Historian Natalie Joy wrote:
In 1827 the Cherokee Nation had written its own constitution, which included numerous provisions protecting the interests of slaveholders, including barring slaves and their descendants, free or enslaved, from holding office or voting. Many other laws including those against interracial marriage attest to the legal and political institutionalization of black chattel slavery in the Cherokee Nation.
When the Civil War broke out, the Cherokee naturally allied themselves with the Confederacy. They adhered to a pro-slavery tradition until 1866, when the Union Army and United States government forced them to both permanently release their slaves and recognize the citizenship of the black Freedmen.
While criticism of Jackson’s record reaches cartoonish levels of absurdity, the pro-slavery attitudes of the Cherokee are almost never mentioned. Nagle wrote in her piece, referencing Jackson’s Indian policies, “this inability to call a genocide ‘genocide’ and remove Jackson from the $20 bill impedes our ability to heal collectively and restore the true democratic ideals embodied in our Constitution.”
But it would be a stretch to say Wilma Mankiller absolutely represents “true democratic” ideals in light of the most dramatic policy she enacted as Cherokee chief.
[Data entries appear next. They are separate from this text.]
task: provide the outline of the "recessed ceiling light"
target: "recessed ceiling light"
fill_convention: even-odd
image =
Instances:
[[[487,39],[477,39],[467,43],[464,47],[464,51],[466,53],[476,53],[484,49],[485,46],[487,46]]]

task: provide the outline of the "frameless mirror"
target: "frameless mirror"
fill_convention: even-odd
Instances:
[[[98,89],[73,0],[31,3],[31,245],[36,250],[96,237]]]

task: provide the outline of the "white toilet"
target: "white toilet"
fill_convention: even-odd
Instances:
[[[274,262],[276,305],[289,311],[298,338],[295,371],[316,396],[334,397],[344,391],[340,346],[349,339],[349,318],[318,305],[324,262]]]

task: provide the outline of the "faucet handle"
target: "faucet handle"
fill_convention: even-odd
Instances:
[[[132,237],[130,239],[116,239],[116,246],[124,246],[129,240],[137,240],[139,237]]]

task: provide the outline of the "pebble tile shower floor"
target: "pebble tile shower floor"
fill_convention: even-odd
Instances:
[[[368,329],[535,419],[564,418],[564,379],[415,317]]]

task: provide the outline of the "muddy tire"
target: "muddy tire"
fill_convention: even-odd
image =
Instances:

With all the brouhaha over the symbolism of the Confederate flag in South Carolina and the threat of white supremacy, few mention the current Cherokee policy which denies citizenship to the decedents of Cherokee Freedmen. This is no 19th century law of bygone era; the last successful attempt to strip Freedmen of citizenship rights occurred under Mankiller in 2006. She had been a firm and prominent supporter of these measures throughout her career.
Though the United States pressured the Cherokee of 1866 into ensuring “all the rights of the Native Cherokee” to the freedmen, the modern tribe has moved away from that policy to vastly limit who qualifies as a citizen. Jackson offered citizenship to Cherokee in the 1830s. Former Confederate states have long recognized the equal rights of black Americans. Yet Mankiller gets a pass for stripping citizen’s rights in the 21st century on a racial basis and is to gain a place of honor on American currency?
Though Jackson—and even Hamilton—rightly deserve some of the criticism they received in their lifetimes and from modern Americans, their contributions to the development of the United States are incalculable. The same cannot be said about Mankiller, who seems to have mostly been proposed – in a condescending and tokenistic way – as simply a rebuke to Jackson, and perhaps men in general. It would be a shame and a travesty if she were to replace either Old Hickory or the great New York statesman on our currency.